Our results showed no significant difference in survival for the groups treated with TAE using PVA or ME. The survival rates at 12, 24, and 36 months were 97%, 88%, and 54% for the PVA group and 100%, 93%, and 58% for the ME-based TAE, which are equivalent to the experience reported by Maluccio et al. with TAE (84%, 66%, and 51% of patient survival at 12, 24, and 36 months) [18]. The robust results obtained by our group might be explained by the high proportion of BCLC A patients included in our cohort (36% of individuals in the PVA group and 25% of individuals in ME group). This concept was reinforced by a recent publication from our group, showing that BCLC A patients submitted to TAE had superior survival rates when compared with BCLC B patients exposed to the same treatment [19]. Takayasu et al. also have demonstrated longer survival rates in cirrhotic patients with preserved liver function [20]. In our study, an acceptable rate of tumor response was also found based on mRECIST criteria. Complete and partial response rates were identified, respectively, in 12.5% and 47.9% for patients treated with PVA and 21.9% and 56.3% for patients submitted to ME-based TAE, which are concordant with previous studies that have evaluated mRECIST as a prognostic marker [21, 22]. These findings support the idea that an adequate rate of tumor necrosis can be achieved with TAE, as long as a standardized protocol is followed.
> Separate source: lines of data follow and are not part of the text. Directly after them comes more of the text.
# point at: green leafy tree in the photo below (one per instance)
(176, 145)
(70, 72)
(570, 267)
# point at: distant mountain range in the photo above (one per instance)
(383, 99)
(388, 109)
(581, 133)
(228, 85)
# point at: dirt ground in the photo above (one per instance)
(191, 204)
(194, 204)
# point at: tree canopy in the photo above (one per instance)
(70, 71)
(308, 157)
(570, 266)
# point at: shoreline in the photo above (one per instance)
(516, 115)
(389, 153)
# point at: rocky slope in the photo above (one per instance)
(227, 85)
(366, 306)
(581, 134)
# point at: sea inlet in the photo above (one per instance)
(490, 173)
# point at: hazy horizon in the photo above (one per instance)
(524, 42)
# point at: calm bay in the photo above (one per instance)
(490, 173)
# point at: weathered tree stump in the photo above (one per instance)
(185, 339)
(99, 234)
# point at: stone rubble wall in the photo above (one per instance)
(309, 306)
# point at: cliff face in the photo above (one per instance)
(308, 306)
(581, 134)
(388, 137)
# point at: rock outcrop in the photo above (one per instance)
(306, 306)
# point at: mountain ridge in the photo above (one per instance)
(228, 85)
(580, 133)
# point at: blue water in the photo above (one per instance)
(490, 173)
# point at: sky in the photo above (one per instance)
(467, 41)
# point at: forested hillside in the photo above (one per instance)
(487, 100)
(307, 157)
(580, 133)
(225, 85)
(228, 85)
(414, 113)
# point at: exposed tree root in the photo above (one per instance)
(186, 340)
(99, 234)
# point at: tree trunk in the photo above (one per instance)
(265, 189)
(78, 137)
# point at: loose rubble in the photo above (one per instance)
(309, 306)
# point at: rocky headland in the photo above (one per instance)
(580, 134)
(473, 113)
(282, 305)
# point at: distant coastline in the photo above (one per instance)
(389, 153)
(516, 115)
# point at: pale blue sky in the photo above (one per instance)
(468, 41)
Postembolization syndrome is related to tumor ischemia and to the local inflammatory response. There is a scarcity of data in the literature comparing the onset of side effects between different embolizing agents. Leung et al. were the first authors to establish a standardized PES score by applying the SOGC, in which almost 2/3 of the patients who underwent TACE developed PES (61.4%) [23]. In our cohort, there was no early death and the PES rate was lower than what has been reported before, suggesting that TAE induces fewer side effects [4, 6]. Interestingly, embolization with ME was associated with higher rate of PES (56.2% in the ME and 29.1% in PVA, P = 0.02), which shows that PVA is at least as safe as ME to perform TAE.
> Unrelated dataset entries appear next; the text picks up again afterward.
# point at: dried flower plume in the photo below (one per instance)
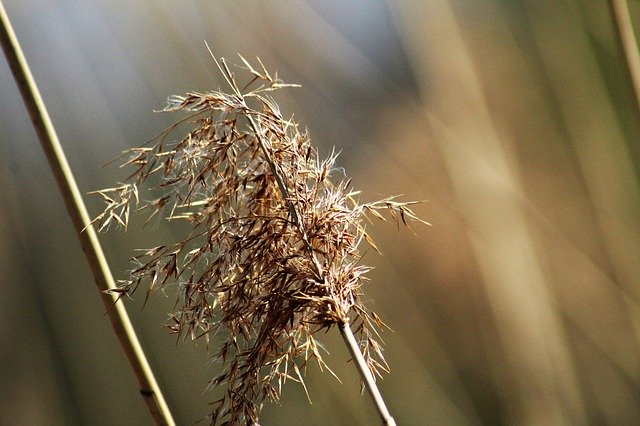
(272, 256)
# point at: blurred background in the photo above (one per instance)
(514, 119)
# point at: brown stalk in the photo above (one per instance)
(345, 330)
(86, 234)
(272, 256)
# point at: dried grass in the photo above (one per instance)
(273, 252)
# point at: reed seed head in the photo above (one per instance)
(273, 252)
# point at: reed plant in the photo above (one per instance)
(273, 251)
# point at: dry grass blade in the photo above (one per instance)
(273, 253)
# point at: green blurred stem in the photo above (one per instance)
(75, 207)
(624, 30)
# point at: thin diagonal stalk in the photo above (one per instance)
(628, 42)
(344, 327)
(75, 207)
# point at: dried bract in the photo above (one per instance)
(272, 256)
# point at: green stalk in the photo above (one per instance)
(88, 239)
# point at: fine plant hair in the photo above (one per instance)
(272, 255)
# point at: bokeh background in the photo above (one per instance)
(514, 119)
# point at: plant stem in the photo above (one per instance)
(345, 329)
(624, 30)
(88, 239)
(365, 373)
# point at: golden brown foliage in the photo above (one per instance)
(272, 256)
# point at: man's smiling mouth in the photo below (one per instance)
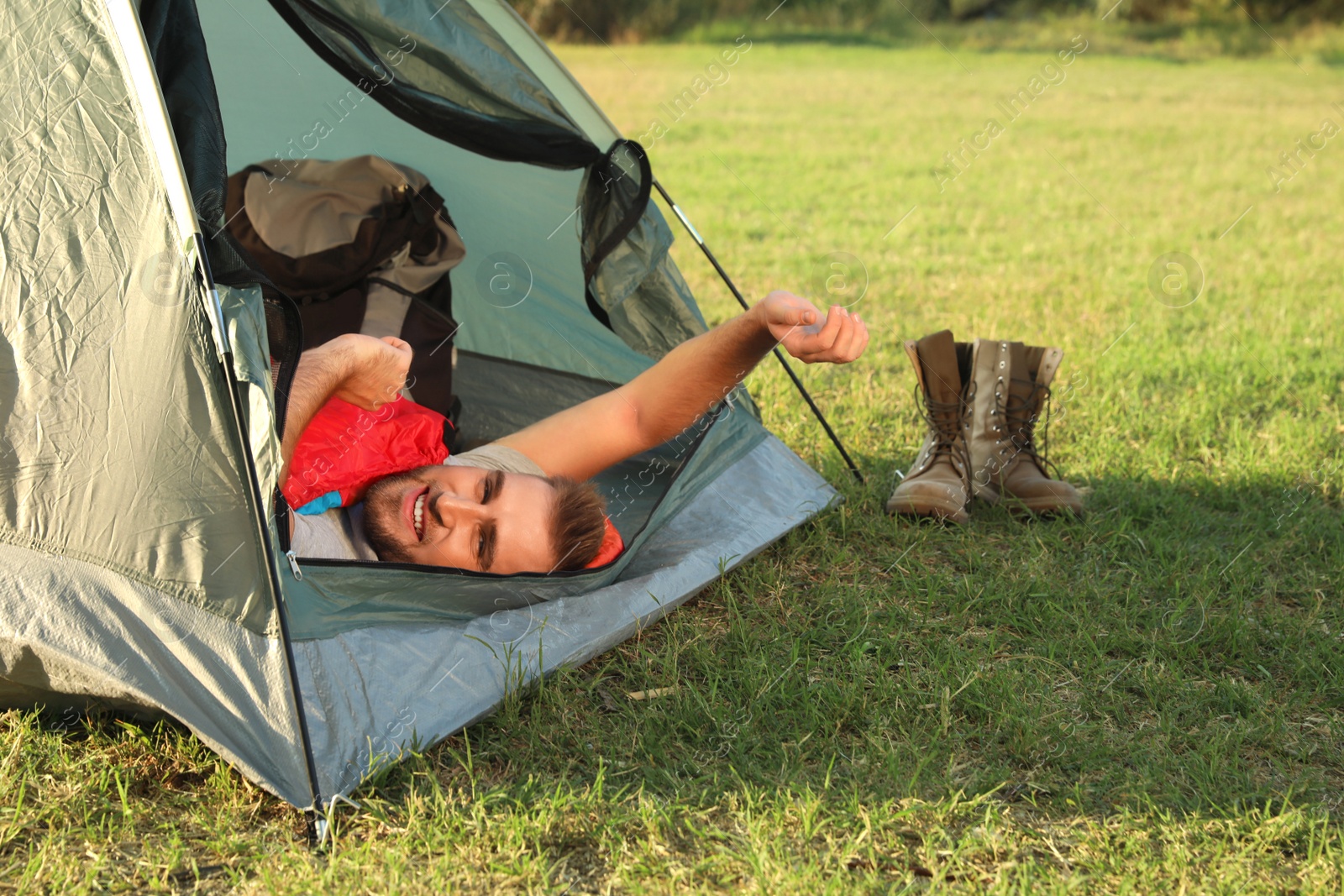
(413, 511)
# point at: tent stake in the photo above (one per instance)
(788, 369)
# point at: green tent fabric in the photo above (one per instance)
(141, 558)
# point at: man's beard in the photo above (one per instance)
(383, 526)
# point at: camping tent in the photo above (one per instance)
(141, 559)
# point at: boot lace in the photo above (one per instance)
(944, 419)
(1021, 421)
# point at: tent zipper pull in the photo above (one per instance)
(293, 564)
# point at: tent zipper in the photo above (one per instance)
(293, 564)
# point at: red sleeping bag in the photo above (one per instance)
(346, 449)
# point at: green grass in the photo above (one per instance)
(1147, 699)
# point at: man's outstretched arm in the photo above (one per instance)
(689, 382)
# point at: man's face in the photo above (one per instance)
(463, 517)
Another main aspect to highlight is that PVA-TAE is less costly than ME-TAE. The estimated cost per procedure in our hospital is of US$ 2000 for TAE with PVA and of US$ 2300 for TAE with ME. As in both groups the mean number of TAE procedures was similar (2.1 in the ME group and 2.3 in PVA group, P = 0.19), we believe that PVA represents an interesting alternative for locoregional treatment with fewer side effects and lower associated costs.
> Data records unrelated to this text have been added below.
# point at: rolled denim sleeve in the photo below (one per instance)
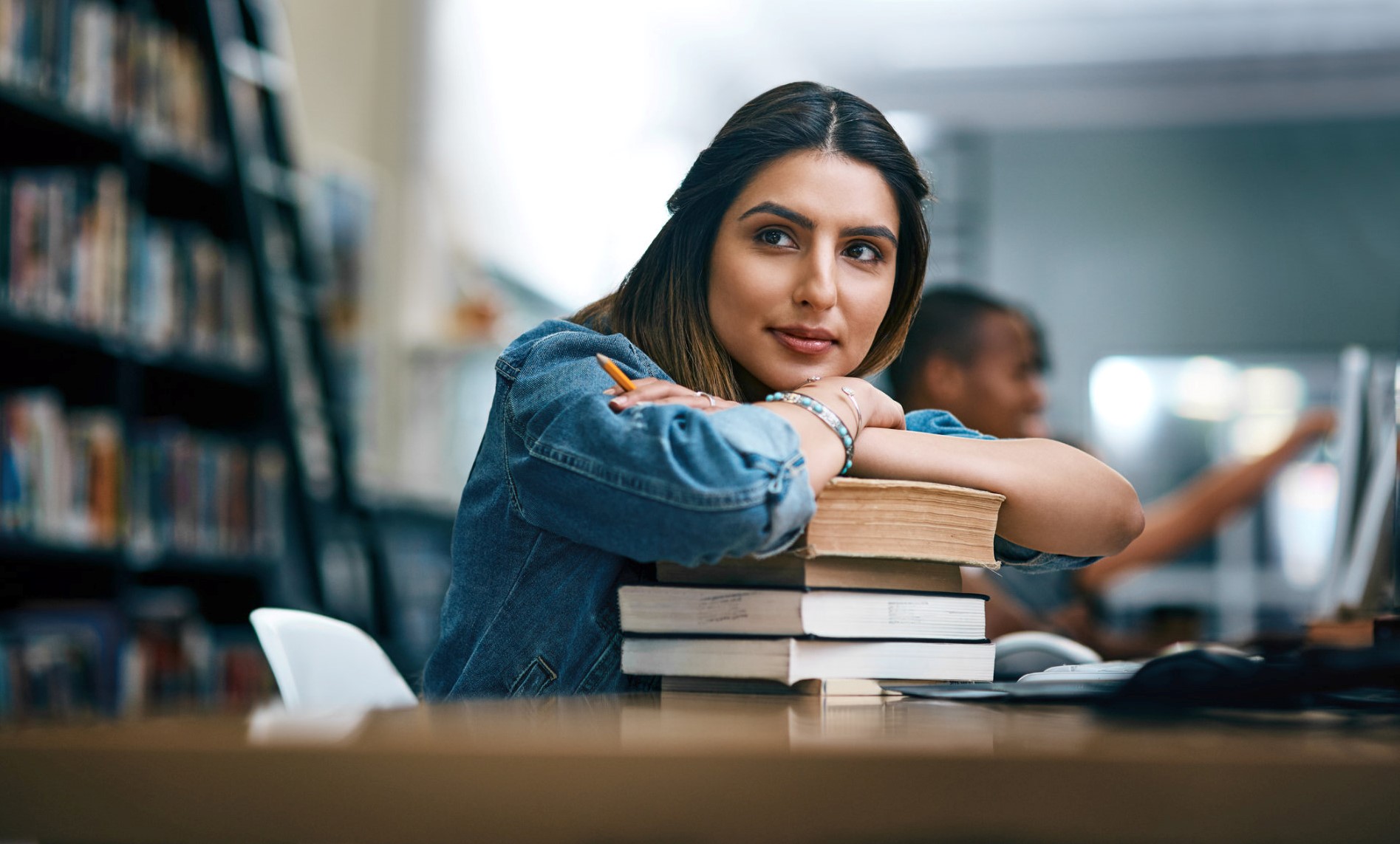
(1010, 553)
(658, 482)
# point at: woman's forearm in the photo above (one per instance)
(1059, 498)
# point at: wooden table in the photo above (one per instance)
(706, 769)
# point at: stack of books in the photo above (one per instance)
(873, 594)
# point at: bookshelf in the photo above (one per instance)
(173, 450)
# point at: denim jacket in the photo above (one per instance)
(569, 500)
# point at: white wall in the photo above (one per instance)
(1212, 240)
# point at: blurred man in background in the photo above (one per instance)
(985, 361)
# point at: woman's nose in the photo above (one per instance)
(816, 286)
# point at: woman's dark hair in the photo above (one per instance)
(663, 304)
(948, 323)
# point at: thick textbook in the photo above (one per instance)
(832, 614)
(905, 520)
(793, 659)
(794, 570)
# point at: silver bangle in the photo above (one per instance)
(825, 415)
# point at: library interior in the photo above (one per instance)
(327, 511)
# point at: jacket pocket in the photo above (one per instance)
(536, 679)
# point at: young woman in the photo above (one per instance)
(790, 267)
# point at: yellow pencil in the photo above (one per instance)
(616, 374)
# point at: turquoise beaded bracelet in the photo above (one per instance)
(822, 414)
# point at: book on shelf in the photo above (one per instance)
(788, 659)
(115, 65)
(69, 478)
(830, 614)
(794, 570)
(906, 520)
(79, 253)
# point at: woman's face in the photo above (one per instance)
(802, 269)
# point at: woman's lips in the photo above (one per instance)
(802, 345)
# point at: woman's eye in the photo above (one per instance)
(864, 253)
(774, 237)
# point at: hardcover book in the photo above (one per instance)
(832, 614)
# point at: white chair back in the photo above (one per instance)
(325, 664)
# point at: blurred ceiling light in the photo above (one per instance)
(916, 129)
(1121, 397)
(1271, 391)
(1256, 436)
(1207, 388)
(1306, 521)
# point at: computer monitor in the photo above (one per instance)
(1162, 420)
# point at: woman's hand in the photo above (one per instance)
(878, 411)
(655, 391)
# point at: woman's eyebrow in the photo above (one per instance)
(772, 207)
(857, 231)
(870, 231)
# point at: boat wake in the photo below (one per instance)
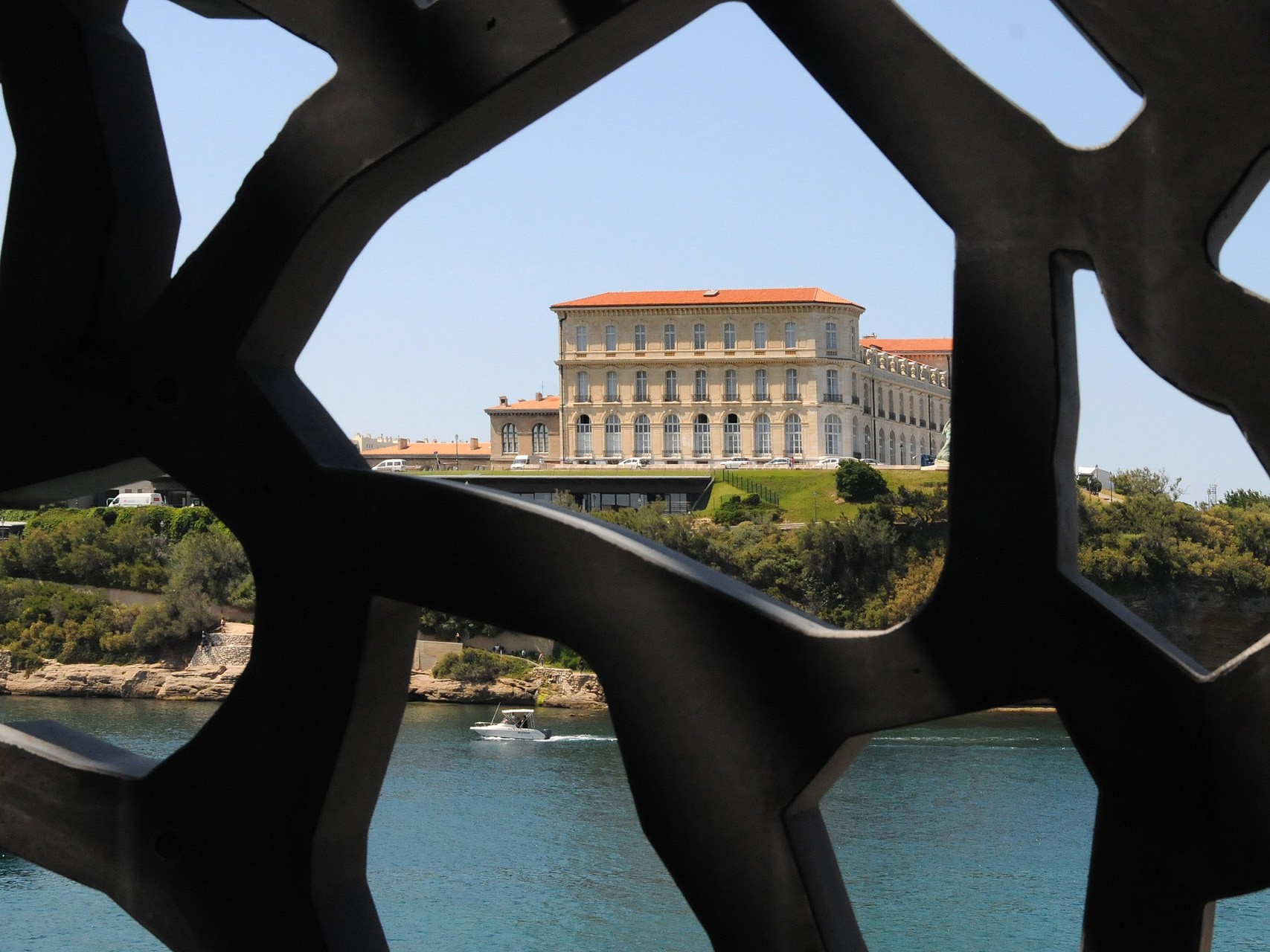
(554, 738)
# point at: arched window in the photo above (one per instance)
(511, 440)
(671, 436)
(702, 436)
(793, 436)
(732, 436)
(760, 385)
(832, 436)
(763, 436)
(612, 436)
(643, 436)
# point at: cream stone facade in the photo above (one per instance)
(690, 377)
(525, 428)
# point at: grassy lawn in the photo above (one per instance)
(806, 494)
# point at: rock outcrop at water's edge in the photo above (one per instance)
(124, 681)
(542, 687)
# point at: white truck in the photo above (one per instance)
(127, 499)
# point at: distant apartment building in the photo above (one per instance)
(696, 376)
(365, 441)
(525, 428)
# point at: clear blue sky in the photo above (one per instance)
(713, 160)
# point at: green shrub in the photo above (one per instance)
(738, 509)
(859, 483)
(474, 666)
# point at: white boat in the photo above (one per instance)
(516, 724)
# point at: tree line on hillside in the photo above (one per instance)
(187, 556)
(867, 569)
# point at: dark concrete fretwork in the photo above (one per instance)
(289, 786)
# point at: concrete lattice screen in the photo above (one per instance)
(1178, 753)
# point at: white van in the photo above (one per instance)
(127, 499)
The retrospective nature of our study is one of the main limitations. Moreover, no other embolic material was tested, which limits comparisons. In addition to that, our study population sample was relatively small and the choice for the embolizing agent was not randomized. Thus, larger randomized studies are necessary in order to validate our findings.

5. Conclusions

In conclusion, TAE with ME was associated with more side effects when compared with PVA-based TAE, without any significant gain in survival, and also associated with an increased cost. Further studies are needed to compare not only the efficiency, but also the cost-effectiveness of each particular embolizing agent.